On 19 Jan, Andrew Morton wrote:
> [email protected] wrote:
>>
>> I ran some dbt-2 tests against 5 filesystems with 2.6.1-mm4 and 2.6.1. I
>> see a degradation from 0 to 7% in throughput.
>
> -mm4 also had readahead changes which will adversely impact database-style
> workloads. I'd suggest that you revert
>
> ftp://ftp.kernel.org/pub/linux/kernel/people/akpm/patches/2.6/2.6.1/2.6.1-mm4/broken-out/readahead-revert-lazy-readahead.patch
>
> and retest.
>
> We reverted lazy readahead because it broke NFS linear reads and was doing
> the wrong thing anyway. We need to come up with something else for
> database-style workloads.

Ok, ran through a set of tests a -R of the
readahead-revert-lazy-readahead.patch. Saw a significant improvement
with xfs, but the other file systems appeared to improve only marginally
compared to 2.6.1-mm4 with that patch.

Here's a summary compared to 2.6.1:

% throughput change from 2.6.1 to 2.6.1-mm4 -R readahead
ext2 -4.9
ext3 -4.3
jfs -5.1
reiserfs -3.8
xfs 14.8

Here's the summary of the original 2.6.1-mm4 for reference:

% throughput change from 2.6.1 to 2.6.1-mm4
ext2 -5.9%
ext3 -5.1%
jfs -7.0%
reiserfs -2.2%
xfs -0.3%

And the link to the result details:
http://developer.osdl.org/markw/fs/project_results.html

2004-01-22 07:00:53

by Nick Piggin

[permalink] [raw]
Subject: Re: DBT-2 anticipatory scheduler and filesystem results with 2.6.1



[email protected] wrote:

>On 19 Jan, Andrew Morton wrote:
>
>>[email protected] wrote:
>>
>>> I ran some dbt-2 tests against 5 filesystems with 2.6.1-mm4 and 2.6.1. I
>>> see a degradation from 0 to 7% in throughput.
>>>
>>-mm4 also had readahead changes which will adversely impact database-style
>>workloads.
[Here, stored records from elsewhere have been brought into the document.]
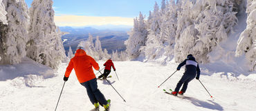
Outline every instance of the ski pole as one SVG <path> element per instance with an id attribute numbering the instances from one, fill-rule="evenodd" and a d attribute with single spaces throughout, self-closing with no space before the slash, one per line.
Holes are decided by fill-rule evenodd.
<path id="1" fill-rule="evenodd" d="M 99 70 L 100 73 L 101 73 L 101 72 Z M 102 74 L 102 73 L 101 73 Z M 112 86 L 112 88 L 116 90 L 116 92 L 119 94 L 119 96 L 122 99 L 122 100 L 124 100 L 125 102 L 126 102 L 126 101 L 125 100 L 124 98 L 122 98 L 122 97 L 118 93 L 118 92 L 115 89 L 115 88 L 113 88 L 113 86 L 111 85 L 111 83 L 109 81 L 109 80 L 107 80 L 106 79 L 107 81 L 110 84 L 110 85 Z"/>
<path id="2" fill-rule="evenodd" d="M 60 101 L 60 96 L 62 95 L 62 90 L 63 90 L 63 88 L 64 88 L 64 86 L 65 85 L 65 83 L 66 83 L 66 81 L 64 81 L 64 83 L 63 84 L 63 86 L 62 86 L 62 91 L 60 92 L 60 94 L 59 100 L 58 100 L 58 102 L 57 103 L 57 105 L 56 105 L 56 108 L 55 108 L 55 111 L 56 111 L 56 110 L 57 110 L 57 107 L 58 106 L 58 103 L 59 103 L 59 101 Z"/>
<path id="3" fill-rule="evenodd" d="M 201 83 L 201 84 L 203 86 L 203 88 L 205 89 L 205 90 L 207 91 L 207 92 L 208 92 L 209 95 L 210 96 L 211 98 L 212 98 L 212 96 L 209 93 L 209 92 L 206 90 L 205 87 L 204 87 L 204 85 L 203 85 L 202 82 L 201 82 L 201 81 L 199 79 L 198 79 L 198 81 L 199 81 L 199 82 Z"/>
<path id="4" fill-rule="evenodd" d="M 100 70 L 100 71 L 102 71 L 104 68 L 102 68 Z M 95 74 L 95 75 L 96 75 L 98 73 L 99 73 L 99 72 L 97 72 L 97 73 Z"/>
<path id="5" fill-rule="evenodd" d="M 118 79 L 118 74 L 116 74 L 116 71 L 115 71 L 115 73 L 116 73 L 116 77 L 118 77 L 118 81 L 119 81 L 119 79 Z"/>
<path id="6" fill-rule="evenodd" d="M 169 79 L 169 78 L 170 78 L 176 72 L 177 72 L 178 70 L 176 70 L 174 73 L 172 73 L 172 75 L 171 76 L 170 76 L 165 81 L 163 81 L 160 85 L 158 85 L 158 88 L 159 88 L 161 85 L 162 85 L 162 84 L 163 83 L 165 83 L 166 81 L 167 81 L 168 79 Z"/>

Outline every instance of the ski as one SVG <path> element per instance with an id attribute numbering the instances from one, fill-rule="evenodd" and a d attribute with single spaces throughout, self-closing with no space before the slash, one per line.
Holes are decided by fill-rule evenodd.
<path id="1" fill-rule="evenodd" d="M 112 77 L 112 76 L 109 76 L 107 78 L 111 78 L 111 77 Z M 98 80 L 104 80 L 104 79 L 103 79 L 103 78 L 101 78 L 101 79 L 98 79 Z"/>
<path id="2" fill-rule="evenodd" d="M 165 89 L 163 89 L 163 90 L 165 93 L 170 93 L 172 94 L 172 89 L 169 89 L 170 92 L 169 91 L 167 91 Z"/>
<path id="3" fill-rule="evenodd" d="M 175 95 L 174 95 L 174 94 L 172 94 L 172 89 L 169 89 L 169 91 L 167 91 L 165 89 L 163 89 L 163 91 L 165 92 L 165 93 L 166 93 L 166 94 L 171 94 L 171 95 L 175 96 Z M 176 96 L 175 96 L 175 97 L 176 97 Z"/>
<path id="4" fill-rule="evenodd" d="M 107 103 L 109 104 L 109 108 L 108 109 L 105 109 L 104 111 L 109 111 L 109 110 L 110 110 L 110 105 L 111 105 L 110 102 L 111 101 L 110 99 L 108 99 L 107 101 Z"/>
<path id="5" fill-rule="evenodd" d="M 95 108 L 95 111 L 100 111 L 100 107 Z"/>

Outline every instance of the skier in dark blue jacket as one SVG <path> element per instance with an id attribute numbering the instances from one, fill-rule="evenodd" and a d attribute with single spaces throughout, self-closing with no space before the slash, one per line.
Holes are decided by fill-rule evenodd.
<path id="1" fill-rule="evenodd" d="M 194 57 L 192 54 L 188 54 L 187 59 L 185 59 L 181 63 L 180 63 L 177 68 L 177 70 L 179 70 L 182 66 L 185 65 L 185 72 L 182 76 L 181 80 L 177 83 L 175 90 L 172 92 L 174 96 L 177 96 L 177 93 L 183 95 L 185 92 L 188 83 L 193 80 L 194 77 L 196 79 L 199 79 L 200 76 L 200 68 L 199 63 L 195 60 Z M 179 92 L 180 88 L 183 84 L 182 89 Z"/>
I'd suggest that you revert
>>
>>ftp://ftp.kernel.org/pub/linux/kernel/people/akpm/patches/2.6/2.6.1/2.6.1-mm4/broken-out/readahead-revert-lazy-readahead.patch
>>
>>and retest.
>>
>>We reverted lazy readahead because it broke NFS linear reads and was doing
>>the wrong thing anyway. We need to come up with something else for
>>database-style workloads.
>>
>
>Ok, ran through a set of tests a -R of the
>readahead-revert-lazy-readahead.patch. Saw a significant improvement
>with xfs, but the other file systems appeared to improve only marginally
>compared to 2.6.1-mm4 with that patch.
>
>Here's a summary compared to 2.6.1:
>
> % throughput change from 2.6.1 to 2.6.1-mm4 -R readahead
>ext2 -4.9
>ext3 -4.3
>jfs -5.1
>reiserfs -3.8
>xfs 14.8
>
>Here's the summary of the original 2.6.1-mm4 for reference:
>
> % throughput change from 2.6.1 to 2.6.1-mm4
>ext2 -5.9%
>ext3 -5.1%
>jfs -7.0%
>reiserfs -2.2%
>xfs -0.3%
>

Thanks Mark.
Thats better but still not great. I have a test case from Nigel
Cunningham that performs very badly with AS. I'll try to get
that fixed up first and it might improve your case.

There are other things in mm that might change your results, not
least of which being the new SMP scheduler work.